Хоронили в общей могиле, как на войне. Первой в семье Ивана умерла мать, незаменимая в благополучной жизни бабушка-шептуха, которую долго помнили оставшиеся в живых селяне. Тихо лежала она на печи, не жалуясь, не стеная, только приподнимала голову на голос сына, всматривалась мутнеющими глазами, не принёс ли чего поесть… Так и угасла бабушка, помогшая разродиться не одному десятку женщин на хуторах. Завернул в тонкое одеяло лёгкое иссохшее тело старушки, положил в самодельную тачку и повёз хоронить. Иван доплёлся до кладбища – благо, оно располагалось недалеко; сам вырыл могилу с подкопом сбоку. Глубоких могил тогда не копали – не было сил у изнурённых голодом людей. Из мелких же ям покойников часто вытаскивали бродячие собаки. Никого это не удивляло и не страшило в те пагубные времена. А вот ниша спасёт мать от такой напасти, думал Иван.
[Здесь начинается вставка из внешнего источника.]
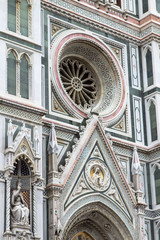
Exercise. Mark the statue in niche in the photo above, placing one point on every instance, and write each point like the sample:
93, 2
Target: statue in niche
97, 176
19, 209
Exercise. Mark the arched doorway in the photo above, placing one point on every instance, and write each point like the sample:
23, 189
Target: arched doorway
82, 236
96, 222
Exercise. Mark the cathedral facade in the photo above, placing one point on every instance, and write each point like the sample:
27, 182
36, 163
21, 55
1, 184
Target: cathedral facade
79, 120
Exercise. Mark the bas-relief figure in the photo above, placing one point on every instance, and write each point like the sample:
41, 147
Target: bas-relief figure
97, 177
19, 208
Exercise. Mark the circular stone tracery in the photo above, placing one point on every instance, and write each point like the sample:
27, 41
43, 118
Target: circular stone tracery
78, 81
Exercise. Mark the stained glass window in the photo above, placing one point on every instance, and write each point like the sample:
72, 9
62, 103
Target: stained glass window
11, 73
149, 68
12, 15
24, 83
153, 122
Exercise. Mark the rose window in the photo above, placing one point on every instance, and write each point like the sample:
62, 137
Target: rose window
78, 81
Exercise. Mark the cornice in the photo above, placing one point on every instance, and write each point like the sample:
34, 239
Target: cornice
137, 30
19, 105
130, 146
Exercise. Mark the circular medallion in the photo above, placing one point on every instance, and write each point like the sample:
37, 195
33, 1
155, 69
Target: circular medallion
86, 76
78, 82
97, 175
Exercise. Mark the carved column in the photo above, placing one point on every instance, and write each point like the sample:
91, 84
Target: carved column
18, 78
54, 215
34, 211
141, 221
18, 16
8, 203
30, 80
29, 20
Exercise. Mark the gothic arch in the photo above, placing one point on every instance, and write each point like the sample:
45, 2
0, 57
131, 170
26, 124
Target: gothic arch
99, 222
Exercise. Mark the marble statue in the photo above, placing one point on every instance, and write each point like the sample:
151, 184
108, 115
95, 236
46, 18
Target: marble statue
19, 210
97, 178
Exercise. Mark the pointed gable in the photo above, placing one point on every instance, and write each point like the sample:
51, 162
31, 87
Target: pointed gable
93, 170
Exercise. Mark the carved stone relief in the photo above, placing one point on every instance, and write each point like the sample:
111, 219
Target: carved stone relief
97, 175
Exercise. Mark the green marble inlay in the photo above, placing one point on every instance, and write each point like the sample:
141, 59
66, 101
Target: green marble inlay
20, 41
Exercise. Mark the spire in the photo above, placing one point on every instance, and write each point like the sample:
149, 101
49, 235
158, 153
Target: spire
52, 145
136, 167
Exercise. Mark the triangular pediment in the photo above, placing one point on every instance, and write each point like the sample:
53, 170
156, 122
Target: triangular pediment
93, 169
23, 146
90, 182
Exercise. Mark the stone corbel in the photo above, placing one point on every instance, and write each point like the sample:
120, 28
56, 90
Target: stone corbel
107, 7
125, 15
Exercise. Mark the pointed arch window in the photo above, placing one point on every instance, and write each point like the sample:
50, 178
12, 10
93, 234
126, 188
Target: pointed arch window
119, 3
149, 68
24, 77
11, 73
12, 15
20, 16
153, 121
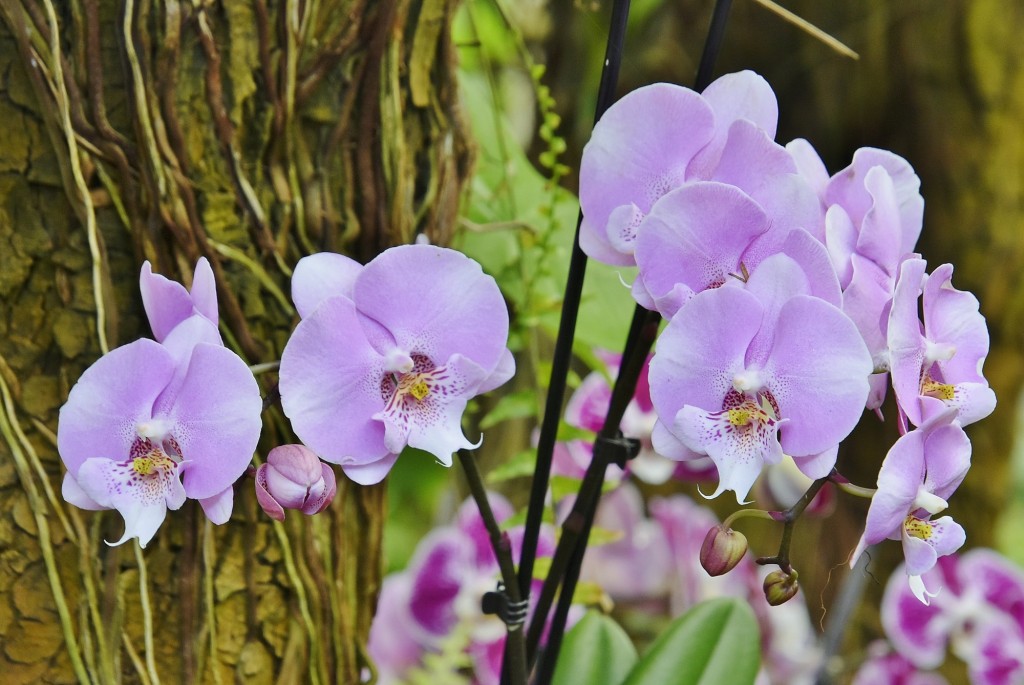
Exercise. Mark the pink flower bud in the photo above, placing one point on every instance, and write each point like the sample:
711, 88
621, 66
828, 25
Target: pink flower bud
294, 477
722, 550
780, 587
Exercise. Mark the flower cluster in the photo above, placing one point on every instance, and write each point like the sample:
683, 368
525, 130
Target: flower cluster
154, 422
979, 617
386, 356
791, 296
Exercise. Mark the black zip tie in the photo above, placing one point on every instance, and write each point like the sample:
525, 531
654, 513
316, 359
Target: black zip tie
498, 603
616, 450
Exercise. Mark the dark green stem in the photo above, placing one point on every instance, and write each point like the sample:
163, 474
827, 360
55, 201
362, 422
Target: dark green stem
788, 518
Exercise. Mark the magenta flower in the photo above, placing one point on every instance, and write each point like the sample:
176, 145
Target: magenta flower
387, 354
738, 364
937, 365
439, 594
150, 424
663, 136
294, 477
979, 616
918, 476
889, 668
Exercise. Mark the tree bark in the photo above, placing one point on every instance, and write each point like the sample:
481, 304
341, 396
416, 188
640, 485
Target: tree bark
251, 132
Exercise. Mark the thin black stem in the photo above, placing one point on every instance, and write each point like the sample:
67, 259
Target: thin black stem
515, 647
576, 530
566, 327
716, 34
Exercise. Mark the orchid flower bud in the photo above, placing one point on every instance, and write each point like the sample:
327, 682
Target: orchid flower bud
722, 550
294, 477
780, 587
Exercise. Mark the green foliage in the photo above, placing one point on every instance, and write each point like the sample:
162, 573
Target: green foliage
596, 651
715, 642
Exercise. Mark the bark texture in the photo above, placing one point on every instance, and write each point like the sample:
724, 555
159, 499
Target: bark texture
251, 132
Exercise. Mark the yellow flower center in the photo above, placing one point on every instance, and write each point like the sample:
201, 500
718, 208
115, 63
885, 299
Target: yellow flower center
142, 466
420, 389
915, 527
156, 459
739, 417
942, 391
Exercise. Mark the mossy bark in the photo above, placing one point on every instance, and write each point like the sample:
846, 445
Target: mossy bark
251, 132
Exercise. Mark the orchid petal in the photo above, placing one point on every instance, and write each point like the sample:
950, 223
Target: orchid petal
916, 630
321, 275
218, 508
331, 386
809, 164
167, 303
739, 452
682, 241
113, 396
216, 424
638, 152
821, 394
433, 423
952, 316
74, 495
141, 500
372, 473
464, 314
701, 350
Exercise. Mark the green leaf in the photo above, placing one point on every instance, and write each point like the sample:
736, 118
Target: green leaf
596, 651
715, 642
515, 405
522, 464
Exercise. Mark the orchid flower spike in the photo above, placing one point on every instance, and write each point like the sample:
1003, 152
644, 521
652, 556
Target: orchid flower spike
918, 476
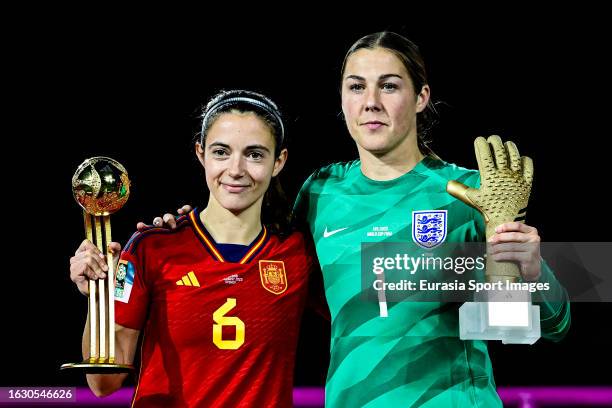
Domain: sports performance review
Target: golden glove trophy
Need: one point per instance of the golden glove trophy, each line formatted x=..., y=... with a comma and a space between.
x=101, y=187
x=505, y=186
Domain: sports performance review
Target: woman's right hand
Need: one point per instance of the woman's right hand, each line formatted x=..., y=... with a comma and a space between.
x=89, y=263
x=168, y=220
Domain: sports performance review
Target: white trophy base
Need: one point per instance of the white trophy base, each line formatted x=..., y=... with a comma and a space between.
x=514, y=322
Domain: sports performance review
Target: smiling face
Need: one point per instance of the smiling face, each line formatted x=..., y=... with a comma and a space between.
x=238, y=158
x=379, y=101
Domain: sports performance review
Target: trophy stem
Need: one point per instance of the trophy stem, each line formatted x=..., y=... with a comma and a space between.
x=93, y=315
x=101, y=294
x=111, y=291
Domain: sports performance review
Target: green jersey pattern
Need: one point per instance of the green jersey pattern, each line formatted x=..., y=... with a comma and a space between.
x=413, y=357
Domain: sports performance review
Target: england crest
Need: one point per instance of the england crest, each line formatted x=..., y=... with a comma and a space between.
x=429, y=228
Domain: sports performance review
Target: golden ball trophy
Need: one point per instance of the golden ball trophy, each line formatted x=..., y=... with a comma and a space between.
x=101, y=187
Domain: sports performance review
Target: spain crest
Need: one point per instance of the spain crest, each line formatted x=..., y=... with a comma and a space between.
x=429, y=228
x=273, y=276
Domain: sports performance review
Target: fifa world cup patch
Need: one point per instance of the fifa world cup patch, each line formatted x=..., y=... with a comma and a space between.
x=273, y=276
x=124, y=280
x=429, y=227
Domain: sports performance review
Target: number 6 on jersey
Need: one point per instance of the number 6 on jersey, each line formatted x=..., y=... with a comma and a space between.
x=222, y=320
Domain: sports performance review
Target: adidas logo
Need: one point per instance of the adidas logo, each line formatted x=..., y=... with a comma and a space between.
x=188, y=280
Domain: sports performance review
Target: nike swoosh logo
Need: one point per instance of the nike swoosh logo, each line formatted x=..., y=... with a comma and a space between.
x=330, y=233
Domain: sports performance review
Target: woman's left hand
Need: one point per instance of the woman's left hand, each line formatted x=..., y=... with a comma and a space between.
x=519, y=243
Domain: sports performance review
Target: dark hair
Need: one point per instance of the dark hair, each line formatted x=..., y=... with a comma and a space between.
x=275, y=211
x=407, y=52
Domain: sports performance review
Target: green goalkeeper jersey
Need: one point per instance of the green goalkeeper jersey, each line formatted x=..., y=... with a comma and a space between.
x=413, y=357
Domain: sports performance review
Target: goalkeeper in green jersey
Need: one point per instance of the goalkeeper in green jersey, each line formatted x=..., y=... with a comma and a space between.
x=403, y=354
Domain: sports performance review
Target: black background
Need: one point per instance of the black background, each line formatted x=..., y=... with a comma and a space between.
x=131, y=88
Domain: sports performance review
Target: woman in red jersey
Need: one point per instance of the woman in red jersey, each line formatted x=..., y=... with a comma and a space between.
x=219, y=298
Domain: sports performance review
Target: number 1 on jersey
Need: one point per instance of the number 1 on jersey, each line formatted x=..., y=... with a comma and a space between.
x=222, y=320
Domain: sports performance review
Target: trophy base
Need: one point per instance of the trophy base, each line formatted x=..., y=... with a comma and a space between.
x=99, y=368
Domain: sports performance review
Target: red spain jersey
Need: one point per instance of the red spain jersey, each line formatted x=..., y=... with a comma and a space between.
x=216, y=333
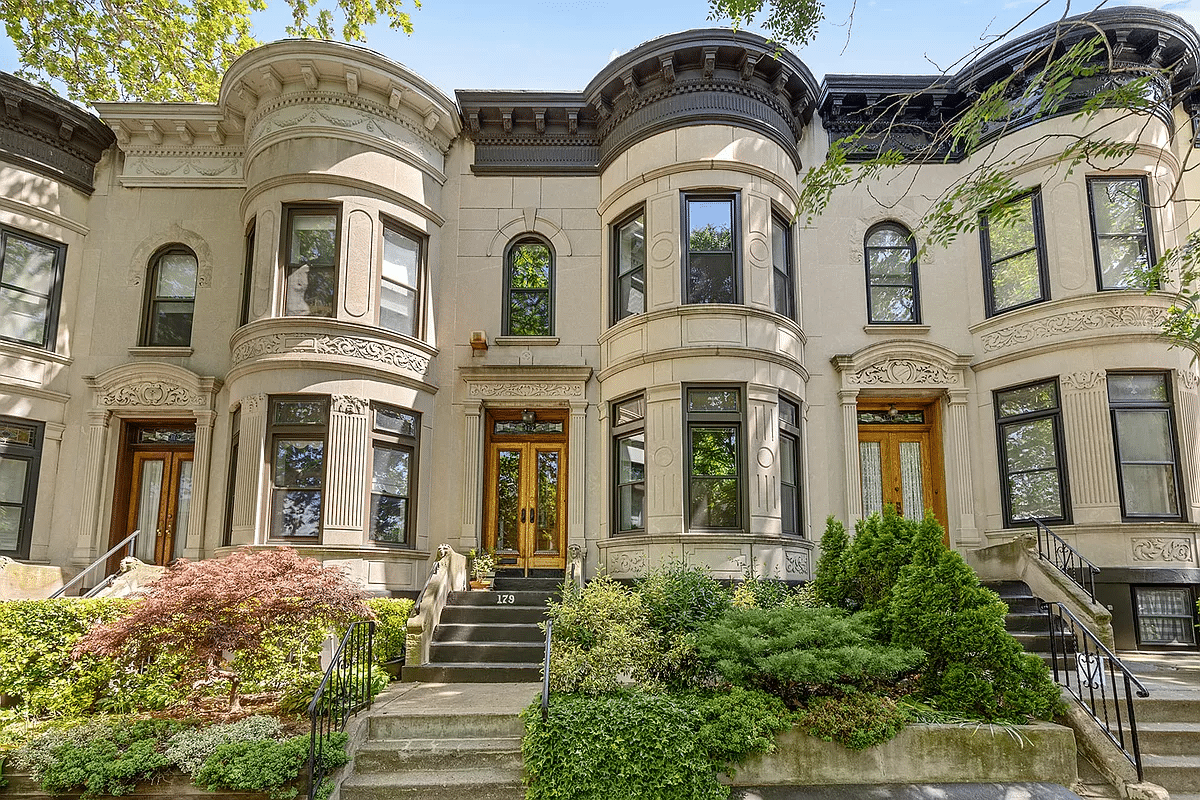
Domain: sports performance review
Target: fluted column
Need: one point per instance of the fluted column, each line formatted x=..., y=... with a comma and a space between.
x=472, y=475
x=346, y=468
x=94, y=473
x=202, y=462
x=1090, y=455
x=251, y=458
x=958, y=449
x=849, y=398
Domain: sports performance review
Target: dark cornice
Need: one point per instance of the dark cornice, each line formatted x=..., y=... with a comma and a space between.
x=906, y=112
x=700, y=77
x=49, y=136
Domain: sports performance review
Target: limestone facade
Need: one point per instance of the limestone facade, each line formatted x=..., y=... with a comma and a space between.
x=342, y=311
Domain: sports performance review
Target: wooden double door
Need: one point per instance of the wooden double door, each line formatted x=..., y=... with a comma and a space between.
x=525, y=512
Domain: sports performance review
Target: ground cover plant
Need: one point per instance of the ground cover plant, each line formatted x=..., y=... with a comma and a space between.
x=894, y=629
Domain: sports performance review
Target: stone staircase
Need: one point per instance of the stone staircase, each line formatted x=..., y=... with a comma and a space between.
x=490, y=636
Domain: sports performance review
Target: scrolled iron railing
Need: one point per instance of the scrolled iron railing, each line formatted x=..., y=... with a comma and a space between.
x=1091, y=673
x=343, y=691
x=1067, y=559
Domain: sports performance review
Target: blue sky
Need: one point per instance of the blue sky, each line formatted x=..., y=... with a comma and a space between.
x=563, y=43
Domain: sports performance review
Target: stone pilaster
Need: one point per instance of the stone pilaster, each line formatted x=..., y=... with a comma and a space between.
x=346, y=469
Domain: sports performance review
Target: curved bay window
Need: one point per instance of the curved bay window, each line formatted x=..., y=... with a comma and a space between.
x=171, y=299
x=892, y=288
x=528, y=288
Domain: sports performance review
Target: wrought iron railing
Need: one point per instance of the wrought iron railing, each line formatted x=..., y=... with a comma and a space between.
x=343, y=691
x=545, y=672
x=1096, y=678
x=1067, y=559
x=129, y=541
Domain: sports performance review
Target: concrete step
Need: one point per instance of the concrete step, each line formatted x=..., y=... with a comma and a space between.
x=439, y=785
x=1173, y=773
x=403, y=756
x=492, y=632
x=403, y=727
x=474, y=673
x=1169, y=738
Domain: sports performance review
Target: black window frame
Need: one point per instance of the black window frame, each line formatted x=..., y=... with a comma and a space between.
x=421, y=240
x=505, y=322
x=151, y=300
x=621, y=432
x=685, y=200
x=1173, y=433
x=732, y=420
x=622, y=222
x=785, y=276
x=53, y=300
x=301, y=432
x=394, y=440
x=913, y=274
x=792, y=432
x=288, y=263
x=1039, y=248
x=1147, y=221
x=1055, y=415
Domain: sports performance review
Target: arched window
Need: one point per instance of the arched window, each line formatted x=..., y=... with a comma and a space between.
x=892, y=292
x=529, y=288
x=171, y=298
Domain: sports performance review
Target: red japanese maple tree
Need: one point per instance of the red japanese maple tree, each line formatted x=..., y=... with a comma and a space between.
x=210, y=608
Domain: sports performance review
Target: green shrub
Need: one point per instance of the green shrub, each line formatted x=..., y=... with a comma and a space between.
x=827, y=578
x=601, y=639
x=973, y=666
x=391, y=626
x=856, y=721
x=191, y=747
x=795, y=653
x=267, y=765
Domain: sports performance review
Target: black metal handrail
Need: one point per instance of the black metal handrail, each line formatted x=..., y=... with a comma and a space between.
x=343, y=691
x=545, y=672
x=1090, y=672
x=1067, y=559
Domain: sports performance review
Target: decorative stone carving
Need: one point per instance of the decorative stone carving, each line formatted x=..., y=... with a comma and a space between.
x=349, y=404
x=150, y=394
x=526, y=390
x=903, y=371
x=1092, y=319
x=1162, y=549
x=1084, y=379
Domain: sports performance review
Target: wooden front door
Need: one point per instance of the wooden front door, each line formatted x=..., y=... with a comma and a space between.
x=525, y=513
x=155, y=491
x=899, y=453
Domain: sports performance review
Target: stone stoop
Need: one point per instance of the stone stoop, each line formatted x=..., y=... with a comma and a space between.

Месяца через два от скарлатины умерла шестилетняя Нюра, всеобщая забава в семье. Вспомнилось, как привёз из Армавира своей любимице трикотажную вязаную шапочку с помпоном. Все любовались обновой, хвалили, а она стояла насупившись. Потом стянула с головы и сказала:
– Цэ ны шапка, цэ чУлка (чулок). И больше не надела. Дивились взрослые неожиданным, не по-детски умным вопросам или ответам маленькой разумницы. Как-то Дуня пошла с Нюрой к куме, жившей дворов за пять от них. Из-за сарая выбежала собачонка, радостно виляя хвостом, и кинулась прямо к ребёнку, пытаясь облизать лицо. Нюра в страхе схватилась за материну юбку.
– Не бойся, дочка, собачка не кусается, она только понюхает тебя. – А ты ей скажи, что я не пахну.
Господи, горевал Иван, ну пусть старые умирают, зачем же ты эту кроху забрал, ей бы жить да жить. В поисках не куска хлеба, а хоть какой-то еды разбрелась семья кто куда. Старшая дочь к тому времени вышла замуж за комсомольского работника, имевшего продуктовые льготы. Его сестра, жившая где-то в Средней Азии, присылала посылки с сухарями из смеси отрубей, сои и ещё непонятно чего. И всё-таки это был хлеб. Из других семей немощные люди шли на работу в поле, потому что там варили баланду. Приходила туда, вопреки протесту мужа, и беременная Нина, приносила узелок с харчами: кувшин простокваши и те самые сухарики. Всё отдавала отцу и брату Лёне (так называли на селе того, кто носил имя Алексей). Он ездил на лошади, тягавшей по полю борону, опухшие ноги брёвнами свисали с седла в разрезанных до колен штанинах. Нина дожидалась брата, чтобы отдать ему кисляк. Когда он подъехал, она протянула ему кувшин, Лёня же, держа одной рукой вожжи и кнут, судорожно схватил другой скользкую посудину – и не удержал: разбился на каменистой почве глиняный кувшин вдребезги, расплескалось по земляным грудкам молоко. Надо было видеть глаза подростка: в них было столько жалости, тоски и страха, что, казалось, хватило бы на весь мир. Совсем рядом вмиг оказался взбешённый отец с кнутом в руках. Хлестанул он Лёню по опухшей ноге, а заодно и лошадь. Перепуганное животное сорвалось с места, от бороны поднялась туча пыли, скрывшая вскоре и седока и лошадь. Так и осталась в глазах Ивана душераздирающая картина: убегающий на лошади Лёня, постепенно растаявший в облаке пыли. Это видение преследовало его всю жизнь, потому что оно оказалось пророческим: Лёня без вести пропал на войне.